Could you try this please ?
data = {
'contents': open('/file/to/convert.html').read().encode('base64').decode('utf-8'),
}
As i had the same issue, this worked for me with python3:
import json
import requests
from base64 import b64encode
url = 'http://0.0.0.0:4133'
input_html = 'input.html'
encoding = 'utf-8'
with open(input_html, 'rb') as open_file:
byte_content = open_file.read()
base64_bytes = b64encode(byte_content)
base64_string = base64_bytes.decode(encoding)
data = {
'contents': base64_string,
}
headers = {
'Content-Type': 'application/json', # This is important
}
response = requests.post(url, data=json.dumps(data), headers=headers)

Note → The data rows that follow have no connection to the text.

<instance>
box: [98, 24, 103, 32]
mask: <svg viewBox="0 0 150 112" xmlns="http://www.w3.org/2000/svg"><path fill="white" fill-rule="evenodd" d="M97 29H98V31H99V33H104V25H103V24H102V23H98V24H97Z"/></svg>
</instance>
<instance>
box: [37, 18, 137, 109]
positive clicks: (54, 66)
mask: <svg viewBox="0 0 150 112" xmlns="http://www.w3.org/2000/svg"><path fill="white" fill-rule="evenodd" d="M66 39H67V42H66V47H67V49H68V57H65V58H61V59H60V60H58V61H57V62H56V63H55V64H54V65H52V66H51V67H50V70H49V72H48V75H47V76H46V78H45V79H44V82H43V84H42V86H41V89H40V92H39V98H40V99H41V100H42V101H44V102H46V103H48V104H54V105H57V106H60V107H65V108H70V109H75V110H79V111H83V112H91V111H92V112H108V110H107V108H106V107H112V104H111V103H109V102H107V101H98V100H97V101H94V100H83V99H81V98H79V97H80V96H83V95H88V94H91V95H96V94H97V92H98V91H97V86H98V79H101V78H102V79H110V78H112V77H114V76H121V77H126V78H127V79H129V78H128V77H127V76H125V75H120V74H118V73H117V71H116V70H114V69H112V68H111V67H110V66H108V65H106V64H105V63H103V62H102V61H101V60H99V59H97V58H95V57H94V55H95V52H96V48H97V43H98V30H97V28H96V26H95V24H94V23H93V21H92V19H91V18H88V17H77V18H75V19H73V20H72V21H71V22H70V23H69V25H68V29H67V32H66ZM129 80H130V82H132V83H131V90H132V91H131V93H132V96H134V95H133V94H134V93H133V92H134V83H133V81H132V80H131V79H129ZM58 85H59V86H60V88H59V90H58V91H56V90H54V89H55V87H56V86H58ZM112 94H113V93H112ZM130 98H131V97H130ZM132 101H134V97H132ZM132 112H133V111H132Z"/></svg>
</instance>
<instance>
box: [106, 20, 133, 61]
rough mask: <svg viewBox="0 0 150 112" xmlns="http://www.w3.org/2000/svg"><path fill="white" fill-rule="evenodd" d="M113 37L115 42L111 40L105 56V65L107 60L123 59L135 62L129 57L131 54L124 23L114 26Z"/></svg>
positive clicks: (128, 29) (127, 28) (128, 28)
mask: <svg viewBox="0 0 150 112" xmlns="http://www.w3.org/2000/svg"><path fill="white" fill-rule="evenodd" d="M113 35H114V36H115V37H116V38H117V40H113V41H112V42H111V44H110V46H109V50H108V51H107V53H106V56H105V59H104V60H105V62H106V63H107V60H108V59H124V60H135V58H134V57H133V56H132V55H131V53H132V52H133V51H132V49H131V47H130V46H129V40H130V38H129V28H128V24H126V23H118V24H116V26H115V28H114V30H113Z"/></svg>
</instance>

# Save the response contents to a file
with open('out.pdf', 'wb') as f:
f.write(response.content)
This Link helped: Stackoverflow
Thank you @sharoonthomas . That helped me alot
In Python3 encoding to base64 is done with base64.b64encode which creates a bytes object. Json.dumps only takes a string, so the example produces an error.
Attempting to read the file as utf-8 doesn't produce an error, but the resulting PDF is garbled because I assume wkhtmltopdf is expecting a base64 encoded HTML string? Also giving it the --encoding utf-8 option still produces a garbled PDF.
Basically I can't figure out how to get the JSON API working in Python3.